Une situation de crise inédite frappe de plein fouet des ressortissants congolais séjournant aux Émirats arabes unis. La fermeture soudaine de l’espace aérien de Dubaï et de Doha, décidée en réaction aux récentes frappes de missiles et de drones lancées par l’Iran, a créé un chaos logistique, laissant plusieurs voyageurs dans l’impasse. Parmi eux, un touriste originaire de la République Démocratique du Congo livre un témoignage poignant sur un calvaire qui dure depuis le 28 février, date à laquelle son vol retour avec Qatar Airways a été purement et simplement annulé.
Le scénario est identique pour de nombreux voyageurs congolais bloqués à Dubaï : un courriel officiel de la compagnie aérienne annonce l’annulation du vol, suivi de près par les confirmations médiatiques de la fermeture de l’espace aérien de Dubaï et de l’Iran. Les portes de sortie se referment les unes après les autres. « J’avais tout préparé pour rentrer… Et voilà que l’hôtel nous annonce qu’il y a eu des frappes, des drones ici à Dubaï », rapporte le touriste, dont l’histoire illustre la vulnérabilité des touristes pris au piège d’une crise géopolitique majeure.
Commence alors un parcours du combattant.
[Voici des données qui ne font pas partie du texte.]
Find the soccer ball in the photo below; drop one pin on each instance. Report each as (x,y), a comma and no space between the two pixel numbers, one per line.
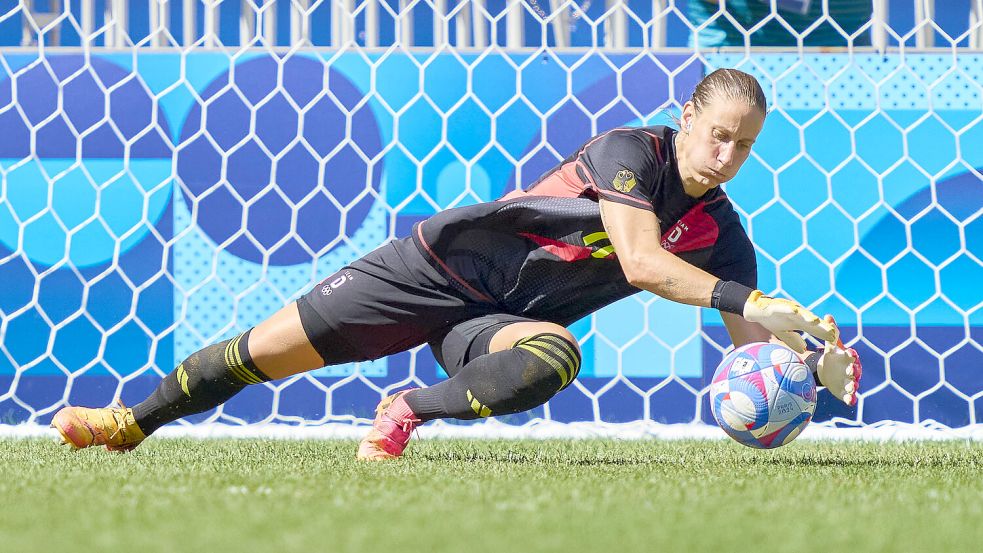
(762,395)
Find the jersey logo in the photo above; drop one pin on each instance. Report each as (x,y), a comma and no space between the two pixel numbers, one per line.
(624,181)
(694,231)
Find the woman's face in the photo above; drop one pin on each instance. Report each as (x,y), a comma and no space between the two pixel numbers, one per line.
(716,142)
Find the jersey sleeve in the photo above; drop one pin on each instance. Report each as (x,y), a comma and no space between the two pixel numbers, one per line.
(623,167)
(733,257)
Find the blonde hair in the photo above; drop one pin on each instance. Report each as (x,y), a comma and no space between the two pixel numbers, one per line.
(731,84)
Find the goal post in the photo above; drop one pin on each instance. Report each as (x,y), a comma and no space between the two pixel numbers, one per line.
(156,200)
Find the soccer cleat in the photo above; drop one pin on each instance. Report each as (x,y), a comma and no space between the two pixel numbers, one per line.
(391,429)
(113,427)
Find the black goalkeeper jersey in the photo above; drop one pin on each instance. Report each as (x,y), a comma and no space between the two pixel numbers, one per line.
(542,252)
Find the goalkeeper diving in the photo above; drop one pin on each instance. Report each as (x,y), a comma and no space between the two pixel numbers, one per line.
(492,287)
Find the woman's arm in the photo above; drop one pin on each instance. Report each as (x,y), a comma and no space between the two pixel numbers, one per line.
(636,238)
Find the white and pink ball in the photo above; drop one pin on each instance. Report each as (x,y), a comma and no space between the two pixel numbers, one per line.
(762,395)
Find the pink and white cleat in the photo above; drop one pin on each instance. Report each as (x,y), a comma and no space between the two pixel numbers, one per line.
(394,423)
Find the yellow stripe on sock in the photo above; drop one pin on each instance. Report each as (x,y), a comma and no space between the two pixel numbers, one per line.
(573,358)
(552,361)
(234,362)
(568,359)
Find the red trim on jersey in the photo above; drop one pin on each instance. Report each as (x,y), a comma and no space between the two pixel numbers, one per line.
(448,270)
(562,183)
(694,230)
(563,250)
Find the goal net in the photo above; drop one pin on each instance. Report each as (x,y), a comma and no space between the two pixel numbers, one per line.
(172,176)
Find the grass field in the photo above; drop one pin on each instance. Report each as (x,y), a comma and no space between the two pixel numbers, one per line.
(492,497)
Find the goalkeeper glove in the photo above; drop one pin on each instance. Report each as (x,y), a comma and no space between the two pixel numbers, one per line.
(838,368)
(780,317)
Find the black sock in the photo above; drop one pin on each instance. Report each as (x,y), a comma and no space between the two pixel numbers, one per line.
(502,383)
(206,379)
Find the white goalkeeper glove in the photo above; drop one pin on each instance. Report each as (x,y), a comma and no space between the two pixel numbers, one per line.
(839,369)
(783,317)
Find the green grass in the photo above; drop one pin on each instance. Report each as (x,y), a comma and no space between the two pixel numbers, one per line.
(492,497)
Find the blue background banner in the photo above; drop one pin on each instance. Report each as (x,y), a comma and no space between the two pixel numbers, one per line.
(153,203)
Contraint de prolonger son séjour à ses frais, l’individu épuise rapidement ses ressources. Après avoir payé deux nuits supplémentaires, il se retrouve sans liquidités, sans crédit de communication et dépendant du Wi-Fi de l’établissement. À l’expiration de son séjour payé, l’ultimatum tombe : quitter la chambre. « J’ai été mis dehors pendant quatre, cinq heures. Je n’avais rien », confie-t-il, évoquant des heures de détresse absolue. Une fouille minutieuse de ses affaires lui permet de découvrir quelques dollars, avec lesquels il arpente la ville à la recherche d’un hébergement minimaliste. « J’ai couru d’hôtel en hôtel pour trouver le moins cher possible, juste pour une nuit, en attendant qu’on m’envoie de l’argent », explique-t-il. Un virement depuis Kinshasa lui offre un répit de cinq nuits, mais l’incertitude demeure entière quant à la suite.
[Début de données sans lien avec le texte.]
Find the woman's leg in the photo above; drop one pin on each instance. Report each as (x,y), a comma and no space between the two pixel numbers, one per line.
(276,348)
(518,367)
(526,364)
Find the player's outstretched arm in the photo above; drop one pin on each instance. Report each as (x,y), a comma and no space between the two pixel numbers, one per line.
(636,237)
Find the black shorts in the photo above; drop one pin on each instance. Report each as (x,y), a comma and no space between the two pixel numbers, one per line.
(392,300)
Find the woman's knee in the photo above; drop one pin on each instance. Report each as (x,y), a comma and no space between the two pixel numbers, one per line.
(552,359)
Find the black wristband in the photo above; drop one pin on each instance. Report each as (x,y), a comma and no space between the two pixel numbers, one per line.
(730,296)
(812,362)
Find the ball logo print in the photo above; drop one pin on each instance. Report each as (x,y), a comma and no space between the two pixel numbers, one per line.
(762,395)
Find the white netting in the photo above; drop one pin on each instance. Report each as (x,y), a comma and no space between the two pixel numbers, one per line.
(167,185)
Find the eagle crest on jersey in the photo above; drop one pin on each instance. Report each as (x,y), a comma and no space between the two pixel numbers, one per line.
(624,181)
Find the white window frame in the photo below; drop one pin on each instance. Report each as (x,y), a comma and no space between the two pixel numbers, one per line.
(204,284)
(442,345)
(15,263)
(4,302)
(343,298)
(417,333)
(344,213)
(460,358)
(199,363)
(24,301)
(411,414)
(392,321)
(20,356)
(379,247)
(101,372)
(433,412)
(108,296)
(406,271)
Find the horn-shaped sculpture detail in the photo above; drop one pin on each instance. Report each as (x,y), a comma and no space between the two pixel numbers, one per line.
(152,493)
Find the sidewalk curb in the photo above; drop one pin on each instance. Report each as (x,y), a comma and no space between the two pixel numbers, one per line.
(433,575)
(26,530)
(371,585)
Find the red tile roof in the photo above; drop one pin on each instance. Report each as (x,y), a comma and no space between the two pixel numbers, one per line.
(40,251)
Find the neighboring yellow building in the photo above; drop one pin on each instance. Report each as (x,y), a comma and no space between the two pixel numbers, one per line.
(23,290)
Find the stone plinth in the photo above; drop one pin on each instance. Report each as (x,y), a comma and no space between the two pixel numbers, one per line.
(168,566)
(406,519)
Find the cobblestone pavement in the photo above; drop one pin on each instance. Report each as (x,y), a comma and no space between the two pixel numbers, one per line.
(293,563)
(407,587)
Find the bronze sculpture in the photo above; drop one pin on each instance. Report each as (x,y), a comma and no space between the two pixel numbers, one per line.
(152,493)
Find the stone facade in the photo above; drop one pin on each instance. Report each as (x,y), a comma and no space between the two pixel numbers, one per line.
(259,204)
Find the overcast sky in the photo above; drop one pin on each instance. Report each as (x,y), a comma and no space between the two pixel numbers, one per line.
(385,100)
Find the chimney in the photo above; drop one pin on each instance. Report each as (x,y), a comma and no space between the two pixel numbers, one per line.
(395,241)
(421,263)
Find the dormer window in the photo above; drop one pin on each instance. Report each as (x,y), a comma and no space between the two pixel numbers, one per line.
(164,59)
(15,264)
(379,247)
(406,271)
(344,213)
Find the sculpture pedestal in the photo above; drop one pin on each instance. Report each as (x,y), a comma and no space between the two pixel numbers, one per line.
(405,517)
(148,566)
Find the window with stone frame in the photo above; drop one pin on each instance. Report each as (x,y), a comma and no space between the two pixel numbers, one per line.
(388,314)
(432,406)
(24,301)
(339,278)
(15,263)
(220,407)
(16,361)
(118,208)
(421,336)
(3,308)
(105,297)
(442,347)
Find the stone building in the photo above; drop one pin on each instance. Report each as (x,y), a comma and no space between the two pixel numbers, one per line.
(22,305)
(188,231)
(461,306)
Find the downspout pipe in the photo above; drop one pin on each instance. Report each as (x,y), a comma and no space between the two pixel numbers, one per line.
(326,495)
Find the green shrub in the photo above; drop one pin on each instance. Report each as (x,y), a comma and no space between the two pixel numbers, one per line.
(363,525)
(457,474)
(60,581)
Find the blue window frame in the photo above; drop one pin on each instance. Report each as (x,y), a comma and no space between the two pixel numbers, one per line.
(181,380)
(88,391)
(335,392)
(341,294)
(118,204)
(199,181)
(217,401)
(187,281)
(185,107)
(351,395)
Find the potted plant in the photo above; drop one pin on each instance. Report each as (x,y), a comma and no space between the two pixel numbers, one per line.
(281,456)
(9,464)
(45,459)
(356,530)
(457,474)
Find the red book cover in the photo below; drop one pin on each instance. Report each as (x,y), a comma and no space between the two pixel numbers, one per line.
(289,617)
Face à cette impasse, le recours à l’Ambassade de la RDC semble la seule planche de salut. Le touriste affirme avoir contacté la représentation diplomatique, qui lui a transmis des formulaires de recensement en ligne. D’autres Congolais se seraient rendus sur place, sans pour autant obtenir une solution concrète à leur problème immédiat : un rapatriement ou une aide financière d’urgence. « Jusqu’à présent, il n’y a aucune solution. On est là, on attend », résume-t-il, lassé par ces jours d’angoisse. Comment une telle situation peut-elle perdurer pour des citoyens à l’étranger ? La réponse semble liée à l’ampleur et à la soudaineté de la crise aérienne, qui dépasse les capacités d’intervention immédiate des consulats.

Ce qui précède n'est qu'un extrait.